Kleists Bibliothek (5)

Bei der Versteigerung der Sammlung Prof. Herbert Albrecht am 10. und 11. Mai 1991 in Basel (Erasmushaus Auktion 65 und J. A. Stargardt Katalog 650) erwarb die G.T. Mandl-Stiftung, Netstal, das Los 714: »[Klopstock, Friedrich Gottlieb]. Der Messias. 4 Teile in 2 Bänden. Halle, Carl Hermann Hemmerde, 1756-1773. 8°. […] Unterschiedlich gebundene Halblederbde. d.Z. mit je zwei Rückenschildchen und reicher Rückenvergoldung.« Im Rückendeckel von Bd. 1, rechts unten, findet sich die Eintragung von Kleists Hand »gelesen im Februar | 1802«. »Der Band stammt aus dem Vorbesitz des Kleistbiographen Otto Brahm […].« (Katalog S. 143; dort Abb. der Eintragung).
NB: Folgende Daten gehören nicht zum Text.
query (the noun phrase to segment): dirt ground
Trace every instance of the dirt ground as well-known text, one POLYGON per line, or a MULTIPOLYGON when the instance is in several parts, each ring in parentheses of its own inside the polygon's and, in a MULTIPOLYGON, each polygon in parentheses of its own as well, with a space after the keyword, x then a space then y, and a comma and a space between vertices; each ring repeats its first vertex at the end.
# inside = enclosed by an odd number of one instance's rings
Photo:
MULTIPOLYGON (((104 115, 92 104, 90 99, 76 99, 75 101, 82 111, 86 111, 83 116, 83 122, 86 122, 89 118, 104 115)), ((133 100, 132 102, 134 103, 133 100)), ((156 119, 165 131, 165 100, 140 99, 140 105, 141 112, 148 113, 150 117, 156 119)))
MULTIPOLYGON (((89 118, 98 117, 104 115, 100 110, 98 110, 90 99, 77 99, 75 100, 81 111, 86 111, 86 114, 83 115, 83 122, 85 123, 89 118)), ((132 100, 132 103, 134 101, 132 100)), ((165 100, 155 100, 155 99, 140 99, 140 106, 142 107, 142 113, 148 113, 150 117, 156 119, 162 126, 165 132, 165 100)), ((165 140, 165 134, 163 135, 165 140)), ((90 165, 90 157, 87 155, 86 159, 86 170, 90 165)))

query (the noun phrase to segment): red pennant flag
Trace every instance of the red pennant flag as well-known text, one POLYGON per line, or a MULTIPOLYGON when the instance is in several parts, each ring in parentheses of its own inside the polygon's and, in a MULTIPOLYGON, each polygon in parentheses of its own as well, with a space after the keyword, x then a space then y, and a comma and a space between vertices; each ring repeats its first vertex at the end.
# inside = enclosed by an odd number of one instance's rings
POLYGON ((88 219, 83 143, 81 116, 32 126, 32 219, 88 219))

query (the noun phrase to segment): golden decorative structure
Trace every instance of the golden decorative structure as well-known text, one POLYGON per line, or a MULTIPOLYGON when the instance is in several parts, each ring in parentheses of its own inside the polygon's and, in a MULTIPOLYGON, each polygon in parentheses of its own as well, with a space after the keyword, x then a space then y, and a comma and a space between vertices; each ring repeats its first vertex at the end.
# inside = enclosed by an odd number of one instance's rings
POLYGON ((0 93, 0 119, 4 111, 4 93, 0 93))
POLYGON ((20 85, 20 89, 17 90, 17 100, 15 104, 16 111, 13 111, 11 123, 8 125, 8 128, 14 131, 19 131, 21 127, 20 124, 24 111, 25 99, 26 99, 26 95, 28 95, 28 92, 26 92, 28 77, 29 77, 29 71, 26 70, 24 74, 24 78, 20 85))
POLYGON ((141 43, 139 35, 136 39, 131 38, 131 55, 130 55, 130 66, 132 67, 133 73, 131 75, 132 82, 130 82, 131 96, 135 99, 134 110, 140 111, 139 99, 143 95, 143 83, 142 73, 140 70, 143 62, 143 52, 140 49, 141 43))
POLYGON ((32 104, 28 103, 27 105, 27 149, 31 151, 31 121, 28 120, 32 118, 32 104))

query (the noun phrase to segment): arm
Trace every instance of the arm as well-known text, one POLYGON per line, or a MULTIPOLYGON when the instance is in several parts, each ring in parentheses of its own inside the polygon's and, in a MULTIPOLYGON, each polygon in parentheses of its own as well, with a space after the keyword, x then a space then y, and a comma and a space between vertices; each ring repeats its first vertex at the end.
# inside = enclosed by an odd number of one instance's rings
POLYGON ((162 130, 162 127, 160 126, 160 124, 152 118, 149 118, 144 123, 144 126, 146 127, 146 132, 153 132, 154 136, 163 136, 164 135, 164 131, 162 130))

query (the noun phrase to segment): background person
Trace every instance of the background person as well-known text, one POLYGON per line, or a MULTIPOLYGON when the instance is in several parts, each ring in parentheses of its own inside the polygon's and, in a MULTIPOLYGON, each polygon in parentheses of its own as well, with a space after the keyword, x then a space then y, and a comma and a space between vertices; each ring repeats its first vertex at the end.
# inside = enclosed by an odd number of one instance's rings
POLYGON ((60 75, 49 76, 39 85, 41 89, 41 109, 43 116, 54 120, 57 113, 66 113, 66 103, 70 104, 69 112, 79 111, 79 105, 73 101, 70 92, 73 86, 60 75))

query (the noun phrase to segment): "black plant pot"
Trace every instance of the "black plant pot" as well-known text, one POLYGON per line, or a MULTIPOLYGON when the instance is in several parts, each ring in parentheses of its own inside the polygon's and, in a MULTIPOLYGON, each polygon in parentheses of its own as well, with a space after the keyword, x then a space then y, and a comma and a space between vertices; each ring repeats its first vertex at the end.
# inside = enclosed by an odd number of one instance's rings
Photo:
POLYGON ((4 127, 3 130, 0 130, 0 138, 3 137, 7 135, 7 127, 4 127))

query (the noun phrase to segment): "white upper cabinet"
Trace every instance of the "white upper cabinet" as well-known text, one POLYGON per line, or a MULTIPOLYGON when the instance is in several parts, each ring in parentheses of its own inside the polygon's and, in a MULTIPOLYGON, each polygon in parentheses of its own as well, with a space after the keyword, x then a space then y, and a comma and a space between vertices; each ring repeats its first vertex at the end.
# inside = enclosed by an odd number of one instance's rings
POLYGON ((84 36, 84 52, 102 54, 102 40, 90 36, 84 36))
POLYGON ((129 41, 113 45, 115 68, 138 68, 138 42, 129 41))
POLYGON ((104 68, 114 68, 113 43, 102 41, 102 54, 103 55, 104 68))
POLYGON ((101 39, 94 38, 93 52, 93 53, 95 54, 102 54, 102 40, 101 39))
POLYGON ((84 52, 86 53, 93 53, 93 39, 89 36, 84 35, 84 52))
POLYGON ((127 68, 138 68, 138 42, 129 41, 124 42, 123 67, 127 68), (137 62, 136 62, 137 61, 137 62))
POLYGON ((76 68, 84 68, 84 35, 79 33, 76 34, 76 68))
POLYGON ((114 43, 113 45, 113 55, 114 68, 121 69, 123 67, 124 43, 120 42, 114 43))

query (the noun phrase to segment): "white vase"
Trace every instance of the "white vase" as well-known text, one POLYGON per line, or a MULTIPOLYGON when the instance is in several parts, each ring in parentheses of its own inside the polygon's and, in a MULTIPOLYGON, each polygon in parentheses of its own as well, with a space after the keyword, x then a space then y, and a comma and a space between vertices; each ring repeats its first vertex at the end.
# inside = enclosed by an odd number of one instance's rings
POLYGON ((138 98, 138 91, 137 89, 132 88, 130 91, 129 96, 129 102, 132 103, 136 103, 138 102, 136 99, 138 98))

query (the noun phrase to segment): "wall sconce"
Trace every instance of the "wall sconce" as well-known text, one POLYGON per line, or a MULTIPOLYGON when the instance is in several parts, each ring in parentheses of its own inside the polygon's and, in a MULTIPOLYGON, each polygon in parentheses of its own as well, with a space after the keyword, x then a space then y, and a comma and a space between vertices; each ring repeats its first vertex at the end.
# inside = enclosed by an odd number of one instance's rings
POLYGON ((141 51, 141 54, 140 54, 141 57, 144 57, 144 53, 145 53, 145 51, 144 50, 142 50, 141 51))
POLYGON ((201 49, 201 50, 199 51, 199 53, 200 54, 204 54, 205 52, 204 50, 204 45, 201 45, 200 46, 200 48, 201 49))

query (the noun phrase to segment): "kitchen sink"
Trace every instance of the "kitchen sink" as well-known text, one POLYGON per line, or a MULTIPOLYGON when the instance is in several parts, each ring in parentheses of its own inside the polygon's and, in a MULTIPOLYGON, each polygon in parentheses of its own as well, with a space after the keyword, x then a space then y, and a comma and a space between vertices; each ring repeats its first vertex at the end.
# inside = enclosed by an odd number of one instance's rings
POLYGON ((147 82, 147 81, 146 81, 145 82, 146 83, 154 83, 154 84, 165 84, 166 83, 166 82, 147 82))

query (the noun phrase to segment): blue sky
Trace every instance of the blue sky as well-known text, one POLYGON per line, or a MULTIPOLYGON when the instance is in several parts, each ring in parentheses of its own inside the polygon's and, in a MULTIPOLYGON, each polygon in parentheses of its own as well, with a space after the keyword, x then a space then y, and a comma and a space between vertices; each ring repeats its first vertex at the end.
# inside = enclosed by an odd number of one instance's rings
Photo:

Im Brief an Ernst v. Pfuel vom 7. Januar 1805 nimmt Kleist Bezug auf den 13. Gesang des Messias: »Ich werde jener feierlichen Nacht niemals vergessen, da du mich in dem schlechtesten Loche von Frankreich auf eine wahrhaft erhabene Art, beinahe wie der Erzengel seinen gefallnen Bruder in der Messiade, ausgescholten hast.«

Unsere Abbildung ist einem Exemplar im Besitz des Kleist-Archivs Sembdner (Signatur KLAS: 15476) entnommen:
Der | Messias. | [Titelkupfer] | Zweyter Band. | Mit Königl. Pohln. und Churf. Sächs. Königl. Preußischen | und Churf. Brandenburgischen allergnädigsten Privilegien. | Halle, im Magdeburgischen. | Verlegt von Carl Hermann Hemmerde. | 1756.